4.  Problem Statement of Existing Techniques for Agentic AI

4.1.  Architectural Bottlenecks and the Failure of Centralization

   Existing AI and automation systems have often relied on centralized
   infrastructure for data aggregation and heavy computing.  However,
   these centralized models cannot handle the volume, velocity, and
   distributed nature of Agentic AI workloads.  Centralized AI systems
   are constrained by central infrastructure, resulting in high latency
   due to round-trip times to the cloud.  Such latency is unacceptable
   for real-time applications such as self-healing and 5G slicing
   management.  There is also the issue that the central server becomes
   a bottleneck, limiting scalability.  The inherent limitations of such
   centralized models (single point of failure (SPoF), latency)
   inevitably drive Agentic AI architectures towards a distributed mesh
   form.  This leverages local processing at the edge for low latency
   and fault tolerance, requiring the standardization of distributed
   control and communication mechanisms that transcend conventional
   centralized SDN/management models.

4.2.  Absence of agent-to-agent (A2A) Semantic Interoperability

   Agentic systems are often built by different vendors using various
   frameworks, leading to fragmented and siloed system operations.
   Complex network management tasks require the decomposition of work
   and collaboration between specialized agents.  Without standardized
   agent-to-agent (A2A) protocols, bespoke connectors become necessary
   to connect these fragmented systems, slowing down development and
   integration speeds.

   Standardization must define consistent payloads and interfaces that
   support real-time interactions between systems, enabling agents to
   discover, understand, and collaborate with one another regardless of
   their underlying implementations.

4.3.  Lack of Dynamic Trust and Accountability in Autonomous Behavior

   The introduction of AI agents as autonomous entities performing
   actions at machine speed presents significant security and governance
   challenges.  Traditional identity and access management (IAM) focuses
   on human users or predefined roles.  However, autonomous agents
   operate with dynamic intent, require context-aware access, and must
   maintain provable accountability for every action they perform.
   Without a robust Zero Trust framework specifically designed for non-
   human autonomous entities, there is a risk of catastrophic security
   breaches or manipulation where autonomous systems could outpace human
   control capabilities.

4.4.  Real-time Data Quality and Validity Issue

   The decision-making of AI agents is determined by the quality of the
   data they receive.  In a network environment, data quality is of
   paramount importance.  Incomplete, delayed, semantic-less, context-
   less, or corrupted data feeds can lead to severe operational or
   financial losses when agents take autonomous actions (e.g., traffic
   rerouting, forced execution of financial transactions).  Therefore,
   it must extend beyond the current focus on bandwidth and speed to
   include the data quality verification agents rely upon.  This is
   essential to meet the requirements of continuously operating
   intelligent agents.

4.5.  Problems with the Existing IBN System: Rigidity of the Intent
      Translation Engine (ITE)

   Existing IBN systems rely on the Intent Translation Engine (ITE) or
   the Intent-Based System (IBS) spatial functionality to bridge the gap
   between the business intent and the network operational
   infrastructure.  This translation is typically driven by predefined
   data models such as YANG models and lacks the necessary adaptive
   flexibility when unforeseen conditions arise.  IBN fundamentally
   shifts operational modes to a dynamic intent-based approach, yet
   retains the inherent limitation that control remains under human
   oversight.  Agentic AI minimises or eliminates human intervention in
   this cognitive loop through LLM-based reasoning and planning
   capabilities, refining the IBN closed loop by integrating continuous
   reasoning and conflict resolution capabilities into the cognitive
   layer.  These capabilities represent what was lacking in the
   classical IBN definition and form the core technical objective.

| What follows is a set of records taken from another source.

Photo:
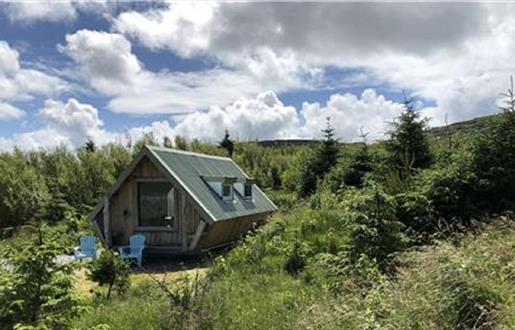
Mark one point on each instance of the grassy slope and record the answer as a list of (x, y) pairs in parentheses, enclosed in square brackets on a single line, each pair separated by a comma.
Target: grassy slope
[(443, 287)]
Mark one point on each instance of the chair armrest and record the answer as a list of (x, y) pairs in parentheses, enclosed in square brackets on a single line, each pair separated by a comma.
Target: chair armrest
[(122, 249)]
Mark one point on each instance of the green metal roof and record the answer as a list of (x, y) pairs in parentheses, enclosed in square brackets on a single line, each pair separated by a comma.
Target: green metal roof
[(189, 168)]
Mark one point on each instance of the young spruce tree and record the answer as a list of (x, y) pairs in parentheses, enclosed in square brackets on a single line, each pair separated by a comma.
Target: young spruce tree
[(227, 143), (320, 163), (408, 145)]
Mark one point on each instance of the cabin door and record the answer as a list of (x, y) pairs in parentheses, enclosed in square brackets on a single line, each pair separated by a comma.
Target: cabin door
[(157, 213)]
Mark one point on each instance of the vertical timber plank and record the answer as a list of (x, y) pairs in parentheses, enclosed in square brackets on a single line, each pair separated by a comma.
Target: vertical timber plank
[(107, 224)]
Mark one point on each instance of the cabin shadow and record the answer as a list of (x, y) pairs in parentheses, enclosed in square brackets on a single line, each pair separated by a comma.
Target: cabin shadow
[(158, 264)]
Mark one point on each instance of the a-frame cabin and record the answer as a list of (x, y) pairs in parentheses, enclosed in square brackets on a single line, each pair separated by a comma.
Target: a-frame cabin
[(183, 202)]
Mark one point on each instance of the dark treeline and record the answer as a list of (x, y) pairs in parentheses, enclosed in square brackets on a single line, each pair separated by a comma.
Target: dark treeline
[(349, 210)]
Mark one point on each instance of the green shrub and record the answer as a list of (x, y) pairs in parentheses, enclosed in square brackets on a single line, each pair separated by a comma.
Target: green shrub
[(35, 289), (375, 230), (143, 307), (110, 270), (494, 164), (296, 260), (23, 193)]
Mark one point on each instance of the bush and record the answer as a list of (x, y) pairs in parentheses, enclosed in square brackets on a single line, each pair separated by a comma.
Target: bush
[(110, 270), (35, 290), (23, 193), (375, 230), (296, 261), (494, 164)]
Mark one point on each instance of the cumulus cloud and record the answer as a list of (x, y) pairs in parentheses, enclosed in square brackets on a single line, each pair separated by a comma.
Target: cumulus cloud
[(326, 31), (106, 59), (264, 116), (18, 83), (8, 112), (70, 124), (48, 11), (350, 113), (455, 54), (107, 62)]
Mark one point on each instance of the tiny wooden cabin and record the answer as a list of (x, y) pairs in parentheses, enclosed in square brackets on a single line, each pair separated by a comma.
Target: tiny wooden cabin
[(182, 202)]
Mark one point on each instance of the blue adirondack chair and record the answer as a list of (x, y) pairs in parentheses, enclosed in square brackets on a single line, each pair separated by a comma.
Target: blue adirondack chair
[(87, 249), (135, 249)]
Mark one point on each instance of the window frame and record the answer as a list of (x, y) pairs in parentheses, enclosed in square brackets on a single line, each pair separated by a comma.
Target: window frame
[(229, 197), (139, 227), (248, 197)]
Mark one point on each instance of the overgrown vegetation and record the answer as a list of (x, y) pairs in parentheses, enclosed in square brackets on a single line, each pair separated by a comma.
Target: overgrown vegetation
[(412, 233)]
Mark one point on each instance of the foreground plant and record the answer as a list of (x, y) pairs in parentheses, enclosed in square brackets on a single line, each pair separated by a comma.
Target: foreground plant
[(36, 291)]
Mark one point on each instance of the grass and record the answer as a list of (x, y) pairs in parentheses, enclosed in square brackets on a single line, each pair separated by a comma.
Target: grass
[(464, 283), (469, 285)]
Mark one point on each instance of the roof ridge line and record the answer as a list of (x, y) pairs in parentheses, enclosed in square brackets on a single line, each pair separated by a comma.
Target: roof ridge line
[(184, 152)]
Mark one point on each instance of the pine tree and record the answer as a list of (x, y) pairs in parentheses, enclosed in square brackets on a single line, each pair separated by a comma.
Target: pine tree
[(408, 145), (227, 143), (360, 166), (90, 146), (328, 153), (320, 162)]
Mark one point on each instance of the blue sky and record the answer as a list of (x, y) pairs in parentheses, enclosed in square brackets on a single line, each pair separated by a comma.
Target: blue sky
[(111, 72)]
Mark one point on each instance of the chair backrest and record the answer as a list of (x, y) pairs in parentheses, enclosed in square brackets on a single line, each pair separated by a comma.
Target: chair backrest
[(137, 243), (88, 243)]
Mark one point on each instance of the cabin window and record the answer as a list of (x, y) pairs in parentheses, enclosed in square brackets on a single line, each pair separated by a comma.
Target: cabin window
[(247, 191), (227, 192), (155, 204)]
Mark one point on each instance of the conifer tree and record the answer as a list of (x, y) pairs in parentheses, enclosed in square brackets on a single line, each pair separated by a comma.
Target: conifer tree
[(408, 145), (320, 162), (227, 143)]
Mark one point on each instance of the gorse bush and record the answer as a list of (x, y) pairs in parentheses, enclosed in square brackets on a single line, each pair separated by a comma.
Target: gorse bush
[(494, 164), (23, 193), (36, 291), (110, 270), (408, 140)]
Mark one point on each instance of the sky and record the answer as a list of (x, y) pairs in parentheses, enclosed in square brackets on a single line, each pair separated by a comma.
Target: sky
[(114, 71)]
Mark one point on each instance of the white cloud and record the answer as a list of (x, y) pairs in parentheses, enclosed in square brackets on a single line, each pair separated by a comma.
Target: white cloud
[(106, 61), (78, 121), (458, 55), (185, 28), (8, 111), (349, 114), (261, 117), (48, 10), (324, 31), (70, 124), (18, 83)]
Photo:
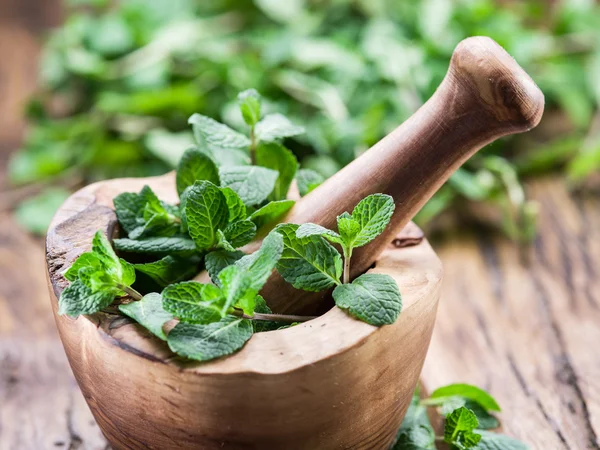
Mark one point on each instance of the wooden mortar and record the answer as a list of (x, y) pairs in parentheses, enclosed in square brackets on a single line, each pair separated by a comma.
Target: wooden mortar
[(331, 383)]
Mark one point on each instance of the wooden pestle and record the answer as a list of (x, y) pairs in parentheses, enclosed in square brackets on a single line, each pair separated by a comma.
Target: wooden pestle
[(485, 95)]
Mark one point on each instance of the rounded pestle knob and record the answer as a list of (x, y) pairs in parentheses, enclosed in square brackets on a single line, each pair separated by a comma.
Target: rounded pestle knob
[(485, 95)]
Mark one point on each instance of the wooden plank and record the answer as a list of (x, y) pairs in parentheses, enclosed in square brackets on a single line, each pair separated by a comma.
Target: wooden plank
[(525, 326), (41, 405)]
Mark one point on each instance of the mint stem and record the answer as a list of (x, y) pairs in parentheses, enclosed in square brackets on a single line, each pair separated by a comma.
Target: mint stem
[(130, 291), (273, 317), (252, 146)]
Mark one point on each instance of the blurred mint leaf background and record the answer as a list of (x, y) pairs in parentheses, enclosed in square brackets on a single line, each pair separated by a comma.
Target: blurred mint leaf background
[(119, 80)]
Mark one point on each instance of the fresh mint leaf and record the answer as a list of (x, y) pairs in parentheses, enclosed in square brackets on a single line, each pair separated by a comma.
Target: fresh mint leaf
[(275, 156), (206, 342), (271, 213), (193, 302), (206, 212), (261, 307), (460, 427), (495, 441), (348, 227), (237, 209), (215, 134), (175, 245), (310, 263), (238, 289), (372, 298), (168, 270), (249, 102), (308, 180), (469, 392), (310, 229), (260, 264), (276, 126), (149, 313), (216, 261), (195, 166), (373, 213), (78, 299), (252, 183), (240, 233)]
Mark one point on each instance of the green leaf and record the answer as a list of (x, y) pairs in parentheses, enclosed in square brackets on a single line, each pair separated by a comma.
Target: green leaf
[(271, 213), (249, 102), (459, 428), (169, 269), (311, 263), (240, 233), (206, 212), (495, 441), (215, 134), (79, 299), (252, 183), (308, 180), (238, 289), (373, 213), (206, 342), (216, 261), (149, 313), (311, 229), (157, 245), (275, 156), (276, 126), (35, 213), (237, 209), (260, 264), (192, 302), (469, 392), (195, 166), (261, 307), (372, 298), (348, 227)]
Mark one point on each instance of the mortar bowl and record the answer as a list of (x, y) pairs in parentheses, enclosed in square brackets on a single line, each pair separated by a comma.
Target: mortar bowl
[(331, 383)]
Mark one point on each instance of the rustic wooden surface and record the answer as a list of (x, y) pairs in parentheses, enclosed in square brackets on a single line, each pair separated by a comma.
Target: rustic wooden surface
[(528, 331)]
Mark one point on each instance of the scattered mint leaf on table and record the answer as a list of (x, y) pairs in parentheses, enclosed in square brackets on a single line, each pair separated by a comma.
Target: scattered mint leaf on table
[(193, 302), (149, 313), (310, 263), (174, 245), (308, 180), (469, 392), (206, 212), (275, 156), (460, 427), (252, 183), (206, 342), (195, 166), (216, 261), (372, 298), (215, 134), (249, 102), (276, 126)]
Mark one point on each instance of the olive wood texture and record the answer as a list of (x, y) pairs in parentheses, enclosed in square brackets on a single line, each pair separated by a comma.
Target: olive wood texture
[(485, 95), (333, 382)]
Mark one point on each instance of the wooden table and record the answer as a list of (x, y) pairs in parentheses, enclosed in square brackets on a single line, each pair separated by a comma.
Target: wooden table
[(523, 324)]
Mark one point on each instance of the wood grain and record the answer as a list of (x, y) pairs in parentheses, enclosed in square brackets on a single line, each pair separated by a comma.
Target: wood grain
[(333, 382), (526, 325), (485, 95)]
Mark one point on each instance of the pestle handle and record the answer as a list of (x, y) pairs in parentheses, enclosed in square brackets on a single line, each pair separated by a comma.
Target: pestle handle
[(485, 95)]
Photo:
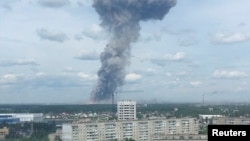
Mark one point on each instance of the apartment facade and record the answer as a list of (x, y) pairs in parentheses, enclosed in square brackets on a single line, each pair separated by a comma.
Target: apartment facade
[(139, 130), (231, 120), (126, 110)]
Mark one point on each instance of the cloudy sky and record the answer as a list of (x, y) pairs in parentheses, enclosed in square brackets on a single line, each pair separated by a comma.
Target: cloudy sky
[(49, 53)]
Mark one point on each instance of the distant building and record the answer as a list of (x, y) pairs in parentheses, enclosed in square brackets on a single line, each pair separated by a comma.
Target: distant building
[(21, 117), (139, 130), (3, 132), (126, 110), (231, 120)]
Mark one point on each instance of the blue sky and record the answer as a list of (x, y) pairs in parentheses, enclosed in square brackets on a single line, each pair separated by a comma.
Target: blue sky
[(49, 53)]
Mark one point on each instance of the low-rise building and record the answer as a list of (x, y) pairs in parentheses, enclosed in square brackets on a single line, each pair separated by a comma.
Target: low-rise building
[(21, 117), (3, 132), (139, 130), (231, 120)]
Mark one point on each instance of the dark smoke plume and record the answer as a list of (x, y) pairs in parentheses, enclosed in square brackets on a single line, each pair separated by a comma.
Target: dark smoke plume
[(121, 18)]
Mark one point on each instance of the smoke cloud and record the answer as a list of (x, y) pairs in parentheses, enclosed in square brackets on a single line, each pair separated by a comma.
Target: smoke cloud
[(121, 18)]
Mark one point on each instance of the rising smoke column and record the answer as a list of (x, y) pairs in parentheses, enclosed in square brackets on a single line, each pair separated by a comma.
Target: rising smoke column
[(121, 18)]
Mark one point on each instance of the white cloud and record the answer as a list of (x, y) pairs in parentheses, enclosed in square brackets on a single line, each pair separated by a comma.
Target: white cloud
[(224, 38), (18, 62), (195, 83), (86, 76), (168, 74), (88, 55), (162, 61), (229, 74), (54, 3), (51, 35), (175, 57), (133, 77)]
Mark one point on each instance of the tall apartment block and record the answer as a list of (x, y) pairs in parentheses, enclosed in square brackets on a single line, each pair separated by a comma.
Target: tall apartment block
[(126, 110)]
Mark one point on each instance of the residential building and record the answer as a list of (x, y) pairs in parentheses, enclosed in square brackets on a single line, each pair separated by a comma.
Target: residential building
[(231, 120), (21, 117), (139, 130), (126, 110)]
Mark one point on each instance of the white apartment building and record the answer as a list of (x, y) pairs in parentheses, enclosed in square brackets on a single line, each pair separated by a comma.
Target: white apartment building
[(126, 110), (139, 130)]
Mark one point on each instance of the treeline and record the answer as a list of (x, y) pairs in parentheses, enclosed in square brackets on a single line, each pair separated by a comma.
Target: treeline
[(29, 131)]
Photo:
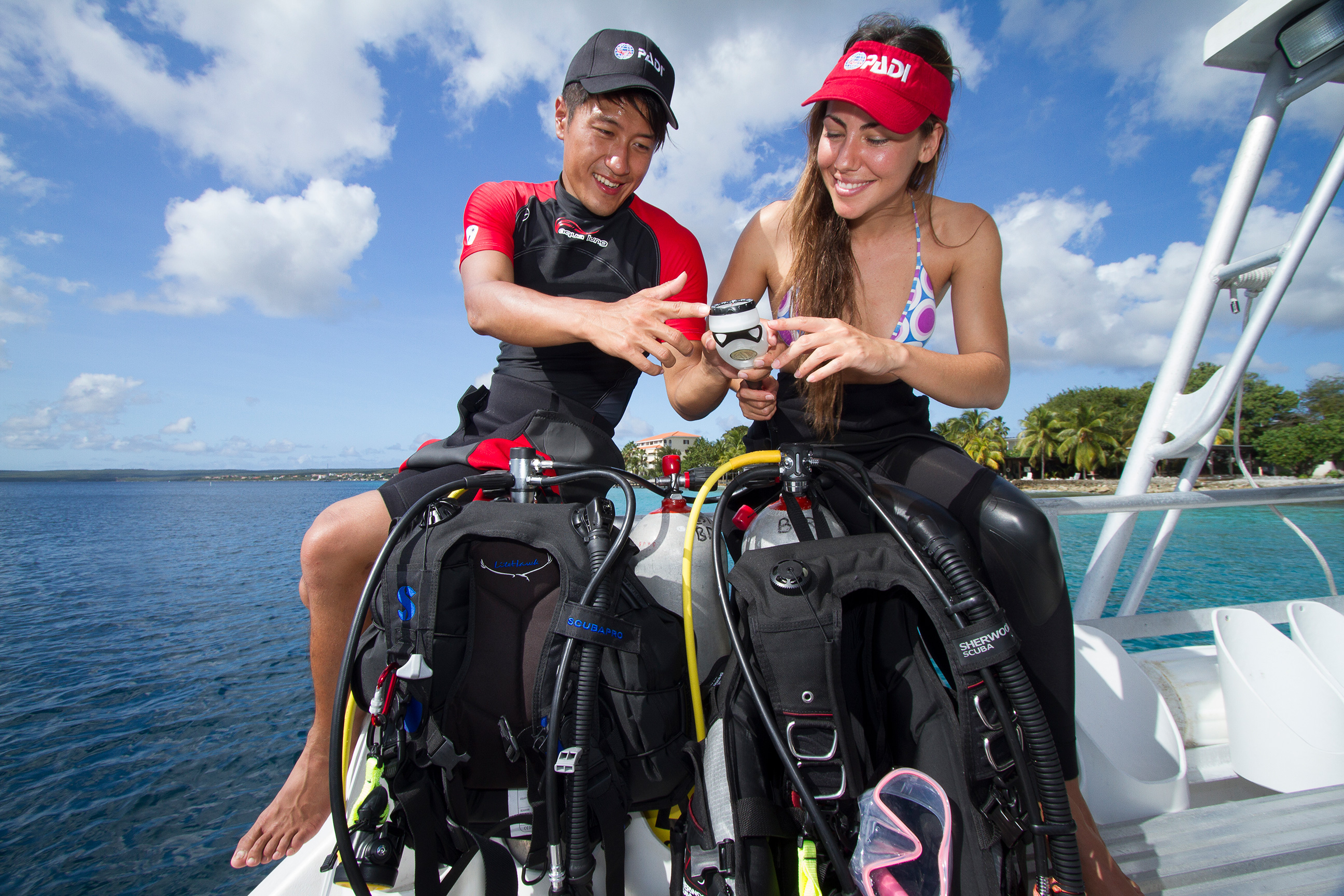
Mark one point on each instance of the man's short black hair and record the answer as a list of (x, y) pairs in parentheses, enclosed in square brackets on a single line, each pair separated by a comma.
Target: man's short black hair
[(644, 103)]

4.6.  ANIMA ASA's Problem: Cognitive Simplicity

   ANIMA's ASAs are typically designed for specific, localized
   autonomous functions (e.g., prefix management, bootstrapping).  They
   rely heavily on predefined policy structures and lack the complex
   reasoning, planning, or self-reflection capabilities characteristic
   of Agentic AI (LLM-based task decomposition).  ANIMA's ASA is
   conceptually a precursor to Agentic AI, but lacks a cognitive core
   (LLM/inference engine).  Agentic AI introduces LLM-based planning and
   tool-use capabilities that require complex, semantic negotiation
   (A2A) beyond simple information exchange (GeneRic Autonomic Signaling
   Protocol; GRASP), demonstrating the necessity for a dedicated
   protocol layer that extends beyond the existing ANIMA framework.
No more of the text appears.